Housing, bewilderment and despair
Last weekend, there were once again major demonstrations in some forty cities across Spain. This is quite right, because Spain is a country that has decent housing (the adjective, here, is a noun) as a right recognized by the Constitution, so the citizens who go out to demonstrate for access to housing are merely exercising a constitutional right. This is where the discussion and ranting of supposed liberals (in reality, speculators and friends of speculators) denouncing alleged Bolivarian dictatorships or woke. We insist that citizens are merely demanding the exercise of a constitutional right, in Article 47, which states the following: "All Spaniards have the right to decent and adequate housing. The public authorities shall promote the necessary conditions and establish the pertinent regulations to make this right effective, regulating the use of land in accordance with the general interest." That is to say, the Constitution not only enshrines and guarantees the right to housing, but also foresees and urges the public authorities to prevent speculation with that right. Therefore, the false discussion about what weighs more, whether housing is considered a right or a market good, is also already closed in the constitutional text.

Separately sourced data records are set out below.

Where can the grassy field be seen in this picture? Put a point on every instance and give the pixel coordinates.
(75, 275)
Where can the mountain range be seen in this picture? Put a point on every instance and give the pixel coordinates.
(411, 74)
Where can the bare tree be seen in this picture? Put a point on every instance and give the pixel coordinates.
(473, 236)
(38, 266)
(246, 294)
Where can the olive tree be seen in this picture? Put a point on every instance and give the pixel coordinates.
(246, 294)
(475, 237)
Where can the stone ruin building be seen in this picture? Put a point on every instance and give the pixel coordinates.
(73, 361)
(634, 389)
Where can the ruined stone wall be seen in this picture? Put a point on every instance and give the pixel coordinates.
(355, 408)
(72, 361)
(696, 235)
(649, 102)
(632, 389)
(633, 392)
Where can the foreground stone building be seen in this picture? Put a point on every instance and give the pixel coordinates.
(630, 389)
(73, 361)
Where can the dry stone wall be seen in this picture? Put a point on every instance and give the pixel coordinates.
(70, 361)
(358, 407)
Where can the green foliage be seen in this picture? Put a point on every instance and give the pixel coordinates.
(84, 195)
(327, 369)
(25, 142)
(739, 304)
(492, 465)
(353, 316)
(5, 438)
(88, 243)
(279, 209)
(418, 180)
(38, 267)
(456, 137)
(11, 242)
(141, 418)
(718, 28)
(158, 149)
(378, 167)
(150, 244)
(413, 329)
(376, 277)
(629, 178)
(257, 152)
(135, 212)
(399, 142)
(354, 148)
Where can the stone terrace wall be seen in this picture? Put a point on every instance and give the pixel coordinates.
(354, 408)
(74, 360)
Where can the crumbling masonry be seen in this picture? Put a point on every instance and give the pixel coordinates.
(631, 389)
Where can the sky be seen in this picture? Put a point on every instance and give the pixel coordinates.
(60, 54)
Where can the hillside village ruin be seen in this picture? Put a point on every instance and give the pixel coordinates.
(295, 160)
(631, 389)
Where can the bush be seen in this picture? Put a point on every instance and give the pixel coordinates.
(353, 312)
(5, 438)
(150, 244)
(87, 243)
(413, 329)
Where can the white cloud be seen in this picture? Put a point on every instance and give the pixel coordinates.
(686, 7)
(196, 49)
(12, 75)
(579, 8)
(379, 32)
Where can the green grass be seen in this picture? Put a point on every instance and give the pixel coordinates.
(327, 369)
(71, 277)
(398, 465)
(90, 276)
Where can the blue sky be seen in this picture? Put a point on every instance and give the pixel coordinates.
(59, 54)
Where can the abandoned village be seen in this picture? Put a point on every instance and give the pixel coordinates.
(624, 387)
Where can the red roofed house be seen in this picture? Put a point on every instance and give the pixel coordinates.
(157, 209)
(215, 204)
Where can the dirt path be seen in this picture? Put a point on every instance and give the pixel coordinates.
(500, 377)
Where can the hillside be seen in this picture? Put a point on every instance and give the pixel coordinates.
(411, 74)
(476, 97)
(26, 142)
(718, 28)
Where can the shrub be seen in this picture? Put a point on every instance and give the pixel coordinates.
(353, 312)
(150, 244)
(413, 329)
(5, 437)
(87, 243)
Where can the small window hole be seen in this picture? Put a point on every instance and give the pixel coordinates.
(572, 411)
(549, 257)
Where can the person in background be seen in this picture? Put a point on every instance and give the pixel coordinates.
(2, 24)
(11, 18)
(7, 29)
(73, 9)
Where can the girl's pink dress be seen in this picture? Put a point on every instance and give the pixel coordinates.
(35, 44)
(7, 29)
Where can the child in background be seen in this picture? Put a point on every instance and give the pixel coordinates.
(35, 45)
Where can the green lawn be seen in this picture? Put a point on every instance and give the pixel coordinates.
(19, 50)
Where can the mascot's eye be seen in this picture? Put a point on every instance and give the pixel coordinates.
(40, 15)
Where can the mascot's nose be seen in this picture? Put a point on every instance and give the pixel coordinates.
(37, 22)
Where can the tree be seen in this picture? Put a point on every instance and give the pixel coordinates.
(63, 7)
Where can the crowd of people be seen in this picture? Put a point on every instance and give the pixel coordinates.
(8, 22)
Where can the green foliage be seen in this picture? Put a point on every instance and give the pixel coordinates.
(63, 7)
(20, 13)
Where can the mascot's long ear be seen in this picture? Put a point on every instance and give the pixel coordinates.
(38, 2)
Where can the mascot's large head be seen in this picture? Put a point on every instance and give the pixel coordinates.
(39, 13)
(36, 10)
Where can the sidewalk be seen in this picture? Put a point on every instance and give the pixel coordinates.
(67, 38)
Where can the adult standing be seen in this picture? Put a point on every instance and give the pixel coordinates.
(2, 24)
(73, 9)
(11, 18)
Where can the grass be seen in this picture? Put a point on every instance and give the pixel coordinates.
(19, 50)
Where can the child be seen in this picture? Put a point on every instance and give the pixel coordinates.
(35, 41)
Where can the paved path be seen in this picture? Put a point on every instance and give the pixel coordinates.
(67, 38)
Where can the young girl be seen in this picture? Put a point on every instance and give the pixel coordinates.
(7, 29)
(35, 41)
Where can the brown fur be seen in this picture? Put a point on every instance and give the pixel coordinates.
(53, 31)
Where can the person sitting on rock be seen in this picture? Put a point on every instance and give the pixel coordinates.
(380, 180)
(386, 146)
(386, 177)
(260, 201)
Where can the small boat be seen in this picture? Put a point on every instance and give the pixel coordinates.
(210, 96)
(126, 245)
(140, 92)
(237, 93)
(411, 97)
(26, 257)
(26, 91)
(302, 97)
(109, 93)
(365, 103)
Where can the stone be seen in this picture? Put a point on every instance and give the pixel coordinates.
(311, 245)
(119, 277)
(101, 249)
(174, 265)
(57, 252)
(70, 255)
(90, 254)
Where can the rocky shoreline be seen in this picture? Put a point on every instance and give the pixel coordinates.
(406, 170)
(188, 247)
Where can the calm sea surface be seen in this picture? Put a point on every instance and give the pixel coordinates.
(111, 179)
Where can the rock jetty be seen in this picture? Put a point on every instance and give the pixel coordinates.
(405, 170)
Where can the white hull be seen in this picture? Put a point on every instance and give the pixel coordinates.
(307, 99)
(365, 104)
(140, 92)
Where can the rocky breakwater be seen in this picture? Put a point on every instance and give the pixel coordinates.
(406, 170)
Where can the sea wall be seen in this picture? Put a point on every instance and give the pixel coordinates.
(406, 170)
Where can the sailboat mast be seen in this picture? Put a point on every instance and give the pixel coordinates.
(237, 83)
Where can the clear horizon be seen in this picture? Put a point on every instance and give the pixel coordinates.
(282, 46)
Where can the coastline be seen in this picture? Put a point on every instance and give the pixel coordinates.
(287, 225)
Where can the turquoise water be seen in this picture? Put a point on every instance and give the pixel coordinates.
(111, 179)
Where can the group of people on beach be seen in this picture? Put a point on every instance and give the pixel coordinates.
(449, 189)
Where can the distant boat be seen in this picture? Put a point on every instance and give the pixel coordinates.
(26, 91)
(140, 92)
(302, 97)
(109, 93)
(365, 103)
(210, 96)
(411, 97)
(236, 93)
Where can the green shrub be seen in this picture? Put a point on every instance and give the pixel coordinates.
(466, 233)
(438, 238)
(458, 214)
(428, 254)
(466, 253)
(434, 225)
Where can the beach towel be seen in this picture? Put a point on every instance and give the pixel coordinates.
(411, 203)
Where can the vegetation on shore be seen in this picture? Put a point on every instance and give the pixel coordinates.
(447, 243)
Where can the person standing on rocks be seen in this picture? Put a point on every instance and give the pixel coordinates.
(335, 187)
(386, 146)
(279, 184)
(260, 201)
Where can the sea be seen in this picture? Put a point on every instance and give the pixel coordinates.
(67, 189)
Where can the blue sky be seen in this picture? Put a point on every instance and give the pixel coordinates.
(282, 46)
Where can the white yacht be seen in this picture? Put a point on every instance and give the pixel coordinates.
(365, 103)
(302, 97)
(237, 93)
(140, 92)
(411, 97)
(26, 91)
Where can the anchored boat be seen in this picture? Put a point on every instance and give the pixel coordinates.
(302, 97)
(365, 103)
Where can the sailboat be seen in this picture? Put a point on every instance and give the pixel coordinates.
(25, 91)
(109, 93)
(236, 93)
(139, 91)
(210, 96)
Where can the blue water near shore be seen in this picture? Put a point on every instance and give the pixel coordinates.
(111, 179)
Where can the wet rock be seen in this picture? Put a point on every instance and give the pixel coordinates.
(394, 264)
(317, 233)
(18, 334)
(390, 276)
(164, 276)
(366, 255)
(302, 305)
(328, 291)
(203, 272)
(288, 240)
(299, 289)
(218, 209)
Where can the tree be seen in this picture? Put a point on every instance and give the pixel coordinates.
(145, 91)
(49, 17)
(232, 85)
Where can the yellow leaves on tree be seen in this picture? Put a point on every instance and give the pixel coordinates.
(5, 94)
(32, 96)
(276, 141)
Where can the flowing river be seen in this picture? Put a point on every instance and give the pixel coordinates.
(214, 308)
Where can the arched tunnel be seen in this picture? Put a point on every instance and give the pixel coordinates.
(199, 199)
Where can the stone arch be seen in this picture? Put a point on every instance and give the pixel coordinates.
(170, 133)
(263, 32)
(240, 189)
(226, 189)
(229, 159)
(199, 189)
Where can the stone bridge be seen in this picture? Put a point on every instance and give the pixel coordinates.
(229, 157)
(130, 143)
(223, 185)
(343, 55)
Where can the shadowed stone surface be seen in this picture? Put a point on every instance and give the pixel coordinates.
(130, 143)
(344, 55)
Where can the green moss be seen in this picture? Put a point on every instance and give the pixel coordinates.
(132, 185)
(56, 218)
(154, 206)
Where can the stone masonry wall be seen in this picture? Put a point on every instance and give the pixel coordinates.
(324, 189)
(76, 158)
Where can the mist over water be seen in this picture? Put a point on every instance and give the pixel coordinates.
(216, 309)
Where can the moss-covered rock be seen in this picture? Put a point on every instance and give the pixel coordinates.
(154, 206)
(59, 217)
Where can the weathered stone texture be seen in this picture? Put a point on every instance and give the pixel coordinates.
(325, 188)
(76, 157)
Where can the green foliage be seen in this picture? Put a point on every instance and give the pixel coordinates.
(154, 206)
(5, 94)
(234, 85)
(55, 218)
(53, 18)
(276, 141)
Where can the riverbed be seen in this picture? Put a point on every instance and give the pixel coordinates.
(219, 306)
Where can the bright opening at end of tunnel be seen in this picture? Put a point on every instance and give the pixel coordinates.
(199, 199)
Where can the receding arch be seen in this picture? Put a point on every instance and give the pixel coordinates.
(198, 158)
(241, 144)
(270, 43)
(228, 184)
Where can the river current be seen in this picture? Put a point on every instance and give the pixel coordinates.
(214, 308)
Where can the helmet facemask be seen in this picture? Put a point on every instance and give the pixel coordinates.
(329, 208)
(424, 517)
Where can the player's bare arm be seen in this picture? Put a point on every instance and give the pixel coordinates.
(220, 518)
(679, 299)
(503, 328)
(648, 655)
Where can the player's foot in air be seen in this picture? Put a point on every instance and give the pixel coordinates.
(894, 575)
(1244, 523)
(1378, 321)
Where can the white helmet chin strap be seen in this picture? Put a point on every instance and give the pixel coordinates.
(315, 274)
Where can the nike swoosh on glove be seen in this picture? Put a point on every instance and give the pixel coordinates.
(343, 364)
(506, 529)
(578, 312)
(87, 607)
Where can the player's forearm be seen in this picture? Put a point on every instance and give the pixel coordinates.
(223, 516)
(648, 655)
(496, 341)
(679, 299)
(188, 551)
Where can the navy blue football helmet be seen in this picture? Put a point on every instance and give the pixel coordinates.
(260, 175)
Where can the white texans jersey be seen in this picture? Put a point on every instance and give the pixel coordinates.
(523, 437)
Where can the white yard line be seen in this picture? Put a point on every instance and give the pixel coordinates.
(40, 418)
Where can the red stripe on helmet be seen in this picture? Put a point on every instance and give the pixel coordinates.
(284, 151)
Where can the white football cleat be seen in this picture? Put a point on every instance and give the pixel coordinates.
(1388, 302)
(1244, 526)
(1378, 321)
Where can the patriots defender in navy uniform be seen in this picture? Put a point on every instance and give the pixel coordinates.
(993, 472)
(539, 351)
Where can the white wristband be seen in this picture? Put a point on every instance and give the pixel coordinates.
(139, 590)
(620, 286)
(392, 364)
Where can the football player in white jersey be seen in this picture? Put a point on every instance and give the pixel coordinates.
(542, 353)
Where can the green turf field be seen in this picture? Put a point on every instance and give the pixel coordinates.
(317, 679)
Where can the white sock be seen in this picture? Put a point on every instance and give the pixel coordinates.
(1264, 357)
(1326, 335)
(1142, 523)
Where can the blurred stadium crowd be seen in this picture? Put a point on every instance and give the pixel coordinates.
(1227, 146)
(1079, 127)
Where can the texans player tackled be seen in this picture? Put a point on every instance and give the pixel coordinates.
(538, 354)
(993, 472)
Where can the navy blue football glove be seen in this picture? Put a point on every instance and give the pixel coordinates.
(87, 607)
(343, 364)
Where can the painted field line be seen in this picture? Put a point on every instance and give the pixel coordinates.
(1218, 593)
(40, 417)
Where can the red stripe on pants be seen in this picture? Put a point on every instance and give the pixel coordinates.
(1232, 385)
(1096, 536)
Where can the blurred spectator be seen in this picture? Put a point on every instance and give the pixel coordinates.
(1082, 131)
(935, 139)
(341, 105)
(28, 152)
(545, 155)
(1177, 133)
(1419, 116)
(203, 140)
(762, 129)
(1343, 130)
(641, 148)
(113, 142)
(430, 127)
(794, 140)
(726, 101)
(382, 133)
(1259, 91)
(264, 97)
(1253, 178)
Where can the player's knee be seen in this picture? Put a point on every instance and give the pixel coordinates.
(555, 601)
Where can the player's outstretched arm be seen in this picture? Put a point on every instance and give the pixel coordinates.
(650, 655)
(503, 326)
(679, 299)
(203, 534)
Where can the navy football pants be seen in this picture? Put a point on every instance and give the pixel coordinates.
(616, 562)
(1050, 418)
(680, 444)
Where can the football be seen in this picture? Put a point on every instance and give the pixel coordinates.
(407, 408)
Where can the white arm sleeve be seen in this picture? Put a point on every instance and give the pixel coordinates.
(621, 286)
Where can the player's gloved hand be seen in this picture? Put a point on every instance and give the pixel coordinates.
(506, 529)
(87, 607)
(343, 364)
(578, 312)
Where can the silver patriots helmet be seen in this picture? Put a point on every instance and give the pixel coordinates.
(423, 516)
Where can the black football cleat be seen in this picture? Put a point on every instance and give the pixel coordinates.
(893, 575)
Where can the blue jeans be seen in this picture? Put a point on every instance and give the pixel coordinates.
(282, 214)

A few days ago, a report on the cover of The New York Times He referred to Barcelona as a "City of hopes and lost homes" (taking advantage of the phonetic similarity that exists in English between the words hopas, hopes, and men, homes). Enthusiastic, some wanted to see a challenge to the Colauism, but if they took the trouble to read the text by reporter Liz Alderman what they found was the confirmation of the results of handing the city over to mass tourism and its direct consequence, which is urban pressure and speculation. A city of one million people through which twenty million tourists pass in a single year: a Balearization Textbook, we might add. This hasn't happened during the term of a single mayor, but rather in the decades following the Olympic phenomenon. That momentum was leveraged to make the city accessible to easy money, and everyone who could, both in the public and private sectors, participated in the resulting effort. In fact, they still insist today.
This week, the Catalan Parliament will debate a decree on housing, with the promise of the 50,000 social rental apartments promised by Salvador Illa between now and 2030. It will have to be approved with the support of the opposition, which means balancing acts to please everyone without satisfying anyone. In the Balearic Islands, they have taken the most brutal route and what was approved is a decree that leaves all rural land unprotected, and now—with the PP under pressure from Vox—they want to do the same with urban land. You can recognize when an economic and social model is exhausted by the gestures of its political leaders: bewilderment, and also despair.